In other developments:

:: One of the first victims was named as 23-year-old Syrian refugee Mohammed Alhajali

:: A total of 30 people continue to receive hospital treatment, of which 15 are still in critical care

:: London Mayor Sadiq Khan and Labour leader Jeremy Corbyn called for a "proper investigation" into what went wrong

:: "Many" firefighters were described as being "traumatised" by what they faced

:: Labour's Tottenham MP David Lammy called for a criminal investigation into what happened

:: MPs gathered in Westminster Hall to question Fire Minister Nick Hurd about the blaze

:: The Queen paid tribute to the "bravery" of firefighters, and praised volunteers

:: Detective Chief Inspector Matt Bonner from the homicide and major crime command has been appointed to lead the investigation

:: Pop star Adele, who is originally from Tottenham in north London, also paid a low-key visit to the site in the early hours of Thursday to help with the relief effort

:: Scores of families are preparing to spend a second night in temporary accommodation.

Speaking from the scene in west London, Mr Cundy said: "Our absolute priority for all of us is about identifying and locating those people that are still missing.

"It would be wrong for me to get into numbers that I do not believe are accurate.

"We do believe that that number (17) will sadly increase."

The fire was finally extinguished shortly after 1am - a full 24 hours after the first alarms were raised - paving the way for tentative searches in Grenfell's worst-affected parts to begin once it is declared safe.

Explaining the nature of the investigation, London Fire Commissioner Dany Cotton said: "This is a large building, there will be a large amount of building work required internally.

"Before we do that, we are going to utilise some specialist dog training teams that we have, that will go through the building and the surrounding area looking for any identification of people.

"The benefit of using those dogs is clearly they are much lighter than people and they can cover a greater area in a very short space of time.

"I anticipate that London Fire Brigade will be on scene here for many days to come, working with our partners to ensure that we do the best for the people who are waiting for news of their loved ones."

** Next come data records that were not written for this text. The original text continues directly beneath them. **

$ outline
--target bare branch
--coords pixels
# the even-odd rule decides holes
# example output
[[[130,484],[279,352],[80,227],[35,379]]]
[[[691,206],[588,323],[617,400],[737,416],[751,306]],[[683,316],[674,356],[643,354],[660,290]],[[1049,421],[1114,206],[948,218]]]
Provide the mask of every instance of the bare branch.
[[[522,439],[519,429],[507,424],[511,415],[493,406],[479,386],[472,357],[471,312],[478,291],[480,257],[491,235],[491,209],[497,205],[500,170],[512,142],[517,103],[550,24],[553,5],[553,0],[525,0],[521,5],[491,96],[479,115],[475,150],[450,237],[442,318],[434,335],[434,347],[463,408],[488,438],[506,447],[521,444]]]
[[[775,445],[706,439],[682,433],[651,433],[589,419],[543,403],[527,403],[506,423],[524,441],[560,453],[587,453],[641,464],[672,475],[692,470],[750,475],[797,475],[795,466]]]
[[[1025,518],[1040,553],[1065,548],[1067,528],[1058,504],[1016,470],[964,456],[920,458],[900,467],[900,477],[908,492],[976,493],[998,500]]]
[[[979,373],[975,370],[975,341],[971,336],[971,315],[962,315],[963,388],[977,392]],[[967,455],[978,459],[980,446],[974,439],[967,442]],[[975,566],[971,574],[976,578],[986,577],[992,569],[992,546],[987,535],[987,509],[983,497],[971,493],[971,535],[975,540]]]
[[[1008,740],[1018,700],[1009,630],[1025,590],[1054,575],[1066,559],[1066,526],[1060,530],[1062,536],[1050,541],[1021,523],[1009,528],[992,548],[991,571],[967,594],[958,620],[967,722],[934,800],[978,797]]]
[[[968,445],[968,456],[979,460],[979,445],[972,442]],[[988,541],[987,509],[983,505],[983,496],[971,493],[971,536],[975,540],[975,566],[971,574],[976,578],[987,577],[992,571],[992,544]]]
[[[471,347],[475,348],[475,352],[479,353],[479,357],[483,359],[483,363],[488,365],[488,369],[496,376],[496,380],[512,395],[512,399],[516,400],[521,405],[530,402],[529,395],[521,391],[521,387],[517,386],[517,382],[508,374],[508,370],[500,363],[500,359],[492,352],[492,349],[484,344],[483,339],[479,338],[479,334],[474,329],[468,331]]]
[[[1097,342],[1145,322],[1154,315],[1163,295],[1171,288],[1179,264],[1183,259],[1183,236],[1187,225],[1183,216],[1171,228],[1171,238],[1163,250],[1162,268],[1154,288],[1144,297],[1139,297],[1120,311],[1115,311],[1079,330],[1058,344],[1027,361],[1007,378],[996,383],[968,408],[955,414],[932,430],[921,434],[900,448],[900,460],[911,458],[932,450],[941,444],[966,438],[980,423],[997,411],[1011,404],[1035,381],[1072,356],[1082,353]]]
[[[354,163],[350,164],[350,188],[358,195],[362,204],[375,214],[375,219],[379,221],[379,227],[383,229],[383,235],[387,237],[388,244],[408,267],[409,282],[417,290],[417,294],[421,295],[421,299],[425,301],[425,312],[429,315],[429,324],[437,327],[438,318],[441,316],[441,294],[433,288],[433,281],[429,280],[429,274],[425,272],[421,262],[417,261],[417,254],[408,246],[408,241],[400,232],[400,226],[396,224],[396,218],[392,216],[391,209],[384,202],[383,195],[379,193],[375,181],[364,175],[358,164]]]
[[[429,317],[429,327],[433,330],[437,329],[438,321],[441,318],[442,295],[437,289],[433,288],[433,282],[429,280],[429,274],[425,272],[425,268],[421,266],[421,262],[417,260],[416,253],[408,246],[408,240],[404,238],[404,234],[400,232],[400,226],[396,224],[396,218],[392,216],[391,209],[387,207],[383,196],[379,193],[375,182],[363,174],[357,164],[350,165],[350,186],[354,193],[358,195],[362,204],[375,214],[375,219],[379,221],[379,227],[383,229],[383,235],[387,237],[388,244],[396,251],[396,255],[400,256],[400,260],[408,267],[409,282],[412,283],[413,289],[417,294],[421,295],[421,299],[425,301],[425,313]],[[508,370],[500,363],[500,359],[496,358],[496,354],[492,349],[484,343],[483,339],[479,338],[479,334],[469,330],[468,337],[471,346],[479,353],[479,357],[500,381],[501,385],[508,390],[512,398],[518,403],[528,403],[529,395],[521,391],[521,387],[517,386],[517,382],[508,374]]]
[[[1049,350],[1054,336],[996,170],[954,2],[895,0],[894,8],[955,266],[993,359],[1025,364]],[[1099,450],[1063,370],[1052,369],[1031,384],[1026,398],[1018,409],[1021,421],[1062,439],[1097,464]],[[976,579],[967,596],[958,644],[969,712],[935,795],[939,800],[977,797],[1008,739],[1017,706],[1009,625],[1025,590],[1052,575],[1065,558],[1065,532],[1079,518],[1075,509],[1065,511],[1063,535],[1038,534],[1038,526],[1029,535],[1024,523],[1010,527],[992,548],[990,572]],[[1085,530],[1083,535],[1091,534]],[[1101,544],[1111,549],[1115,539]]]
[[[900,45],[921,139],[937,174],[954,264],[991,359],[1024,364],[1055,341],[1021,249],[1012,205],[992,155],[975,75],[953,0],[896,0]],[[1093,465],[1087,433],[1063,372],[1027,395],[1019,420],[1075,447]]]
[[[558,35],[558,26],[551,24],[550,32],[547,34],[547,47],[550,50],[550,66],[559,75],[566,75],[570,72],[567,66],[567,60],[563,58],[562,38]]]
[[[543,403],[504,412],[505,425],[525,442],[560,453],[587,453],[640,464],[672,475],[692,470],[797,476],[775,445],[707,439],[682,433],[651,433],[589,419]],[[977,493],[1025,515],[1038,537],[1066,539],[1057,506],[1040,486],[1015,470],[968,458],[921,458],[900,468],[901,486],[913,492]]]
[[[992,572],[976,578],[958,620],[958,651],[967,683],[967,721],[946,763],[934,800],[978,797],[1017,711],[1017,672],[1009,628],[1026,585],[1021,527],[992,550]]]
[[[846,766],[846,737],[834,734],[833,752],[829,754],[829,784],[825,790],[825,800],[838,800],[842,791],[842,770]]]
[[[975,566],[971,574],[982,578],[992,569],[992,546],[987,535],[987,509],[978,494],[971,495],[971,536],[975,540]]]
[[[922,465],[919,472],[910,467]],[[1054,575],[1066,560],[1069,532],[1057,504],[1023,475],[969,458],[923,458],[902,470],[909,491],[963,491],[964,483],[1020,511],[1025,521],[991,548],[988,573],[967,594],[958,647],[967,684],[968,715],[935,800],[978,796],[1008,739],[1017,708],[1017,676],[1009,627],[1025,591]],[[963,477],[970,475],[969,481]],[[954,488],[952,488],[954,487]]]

She said "a good half" of the building had yet to be searched in detail, adding: "It is the upper floors which will be more challenging and will need some additional shoring up for us to be able to get in there."

Ms Cotton added: "This will be a detailed fingertip search.

"Obviously this will be a very slow and painstaking process."

More than £1 million has been raised to help those affected by the fire, with more than 60 tonnes of donations collected by one local mosque.

The six bodies which have so far been recovered from the scene were found outside the building, Mr Cundy said.

They have all been taken to Westminster Mortuary.

"Some of the bodies of those who have died are in safer bits of the building that we can recover," he said of the others.

"It may be that some of them we can recover today, some over the coming days but when we get to the more challenging floors the more higher up you go, I would not like to get drawn on how long that will take."

Every victim currently being treated in hospital has now been identified and reunited with their families, detective superintendent Fiona McCormack added.

Police urged anyone who is still concerned about a missing loved one to visit the reception area at the Westway Sports Centre, west London, or ring the casualty bureau on 0800 0961 233.

Those who have reported a friend or relative as missing but since been reunited with them are also asked to get in touch with police.